# Obtain $\{h_1,h_2,\ldots\}$ from $\{f(0),f(1),f(2),\ldots\}$ with $f(s)=\sum_{i=1}^n \exp(-h_i s)h_i$

I need to obtain $$\{h_1,h_2,\ldots\}$$ when given $$\{f(0),f(1),f(2),\ldots\}$$ with $$f$$ defined as follows $$f(s)=\sum_{i=1}^n \exp(-h_i s)h_i$$

We know that $$h_i>0$$. Is there a way to do this numerically in Mathematica?

As a realistic example, take $$h_i=i^{-p}$$ with $$p>1$$, so we can produce $$\{h_i\}$$ and $$\{f(s)\}_s$$ for testing.
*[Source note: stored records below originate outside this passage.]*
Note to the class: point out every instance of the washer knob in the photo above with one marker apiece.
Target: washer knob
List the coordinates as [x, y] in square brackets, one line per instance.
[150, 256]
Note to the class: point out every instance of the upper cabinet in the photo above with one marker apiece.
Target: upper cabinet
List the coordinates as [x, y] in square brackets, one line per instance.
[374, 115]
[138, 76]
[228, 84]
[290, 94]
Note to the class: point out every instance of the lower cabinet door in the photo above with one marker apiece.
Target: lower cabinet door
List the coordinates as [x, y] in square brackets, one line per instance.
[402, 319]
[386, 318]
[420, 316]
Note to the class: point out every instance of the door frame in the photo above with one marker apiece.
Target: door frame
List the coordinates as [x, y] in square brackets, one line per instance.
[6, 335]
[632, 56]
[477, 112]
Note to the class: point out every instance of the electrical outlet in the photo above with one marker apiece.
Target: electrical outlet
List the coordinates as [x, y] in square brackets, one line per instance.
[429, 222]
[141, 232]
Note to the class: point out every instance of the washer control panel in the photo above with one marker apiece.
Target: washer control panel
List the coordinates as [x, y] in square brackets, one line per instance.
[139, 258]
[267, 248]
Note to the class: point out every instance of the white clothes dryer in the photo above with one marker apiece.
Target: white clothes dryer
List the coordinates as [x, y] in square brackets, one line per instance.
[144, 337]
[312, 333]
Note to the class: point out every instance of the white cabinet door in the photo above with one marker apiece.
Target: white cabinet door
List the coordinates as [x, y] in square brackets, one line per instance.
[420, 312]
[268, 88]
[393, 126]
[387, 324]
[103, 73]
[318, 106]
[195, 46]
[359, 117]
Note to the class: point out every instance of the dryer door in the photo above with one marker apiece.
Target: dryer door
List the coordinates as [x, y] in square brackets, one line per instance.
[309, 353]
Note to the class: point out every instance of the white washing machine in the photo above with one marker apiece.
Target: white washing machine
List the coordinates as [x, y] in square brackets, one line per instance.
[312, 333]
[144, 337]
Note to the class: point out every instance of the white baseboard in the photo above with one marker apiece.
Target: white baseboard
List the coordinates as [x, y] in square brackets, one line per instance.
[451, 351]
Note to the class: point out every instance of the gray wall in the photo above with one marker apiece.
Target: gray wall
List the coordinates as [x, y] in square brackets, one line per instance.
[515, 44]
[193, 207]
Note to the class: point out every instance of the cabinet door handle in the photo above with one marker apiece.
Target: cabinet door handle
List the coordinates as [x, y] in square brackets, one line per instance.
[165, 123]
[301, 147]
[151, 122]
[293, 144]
I’d be very curious to see if the backward method can be fixed in the snippet below to produce correct values. (without relying on knowledge that $$h_i=i^{-p}$$)

p = 2; n = 10; hi = Table[i^-p, {i, 1, n}]; forward[s_] := Total@fixnan@Table[Exp[-h*s] h, {h, hi}]; fi = Table[forward[s], {s, 0, 20}]; (* 20 is arbitrary,can use more *) backward[fi_] := ConstantArray[1, n]; Print["Error: ", N@Norm[hi - backward[fi]]] (* Error:2.82533,but want small *) 

background this would let one get get spectrum of the Hessian just by knowing the sequence of loss values seen during gradient descent (mathoverflow post).